Ruth Elizabeth Davis (1908-1989), conocida mundialmente como Bette Davis, fue una de las actrices más veneradas e influyentes de la Edad de Oro de Hollywood. Admirada por su voluntad férrea y su rechazo a ser encasillada, eligió consistentemente papeles de mujeres complejas, a menudo antipáticas, pero siempre fascinantes, rompiendo con el estereotipo de la damisela pasiva de la pantalla. Destacó por su facilidad de interpretar personajes antipáticos y fue ampliamente apreciada por sus actuaciones en filmes melodramáticos, históricos y ocasionalmente de comedia, aunque sus mayores éxitos los alcanzó con dramas románticos. Es considerada como uno de los mayores hitos cinematográficos.

Su impacto en la industria no fue solo artístico. En 1937, Davis emprendió una valiente (aunque fallida) demanda contra su estudio Warner Bros buscando liberarse de un contrato abusivo que limitaba sus elecciones y su potencial. Aunque perdió el caso, su acción sentó un precedente moral sobre los derechos de los artistas y desafió el poder absoluto de los estudios, sirviendo de inspiración para futuros movimientos de actores. Obtuvo el premio de la Academia como Mejor Actriz en dos ocasiones y fue la primera persona en alcanzar diez nominaciones a los Óscar por sus actuaciones y en recibir el premio a la Trayectoria del American Film Institute. 

Fue la primera mujer presidenta de la Academia de Artes y Ciencias Cinematográficas, Bette Davis redefinió lo que una actriz podía ser no solo un objeto de deseo, sino una artista poderosa y dueña de su carrera. En 1999, Davis fue seleccionada como la segunda mejor actriz de todos los tiempos en la lista del American Film Institute, solamente precedida por Katharine Hepburn.

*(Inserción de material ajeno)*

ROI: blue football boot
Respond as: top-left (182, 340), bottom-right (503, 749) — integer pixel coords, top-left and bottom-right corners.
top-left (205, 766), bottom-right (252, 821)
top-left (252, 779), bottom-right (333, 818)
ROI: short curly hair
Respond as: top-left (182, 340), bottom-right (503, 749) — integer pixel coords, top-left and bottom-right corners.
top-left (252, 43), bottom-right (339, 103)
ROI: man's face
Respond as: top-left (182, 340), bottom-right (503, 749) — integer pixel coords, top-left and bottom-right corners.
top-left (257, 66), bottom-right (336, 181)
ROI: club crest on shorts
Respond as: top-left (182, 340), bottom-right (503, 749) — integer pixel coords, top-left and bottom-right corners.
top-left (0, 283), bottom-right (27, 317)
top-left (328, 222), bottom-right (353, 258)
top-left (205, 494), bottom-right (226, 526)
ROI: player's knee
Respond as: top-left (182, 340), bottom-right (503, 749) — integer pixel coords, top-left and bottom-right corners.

Transformó un antiguo club nocturno en la Cantina de Hollywood, que se inauguró el 3 de octubre de 1942. «Hay pocos logros en mi vida de los que estoy sinceramente orgullosa. La Cantina de Hollywood es uno de ellos». En 1980 fue galardonada con la Medalla al Servicio Civil del Ejército, uno de los más altos galardones civiles entregados por el Departamento de Defensa de Estados Unidos, por su desempeño en la Cantina de Hollywood.

Durante 1988 y 1989, Davis fue agasajada por su trayectoria y recibió el premio del Centro John F. Kennedy, la Legión de Honor de Francia, el Campione d’Italia y el premio a la trayectoria de la Sociedad Fílmica del Lincoln Center.

Davis se desmayó durante la entrega de los premios American Cinema en 1989 y poco después descubrió que el cáncer había reaparecido. Se recuperó lo suficiente como para viajar a España, donde fue galardonada con el premio Donostia en el Festival Internacional de Cine de San Sebastián.

Bette demostró que una mujer podía ser la jefa en el set, exigiendo respeto por su talento y visión artística. Su mirada desafiante y su voz imponente siguen siendo un símbolo de la mujer que no se doblega ante el poder masculino de la industria cinematográfica.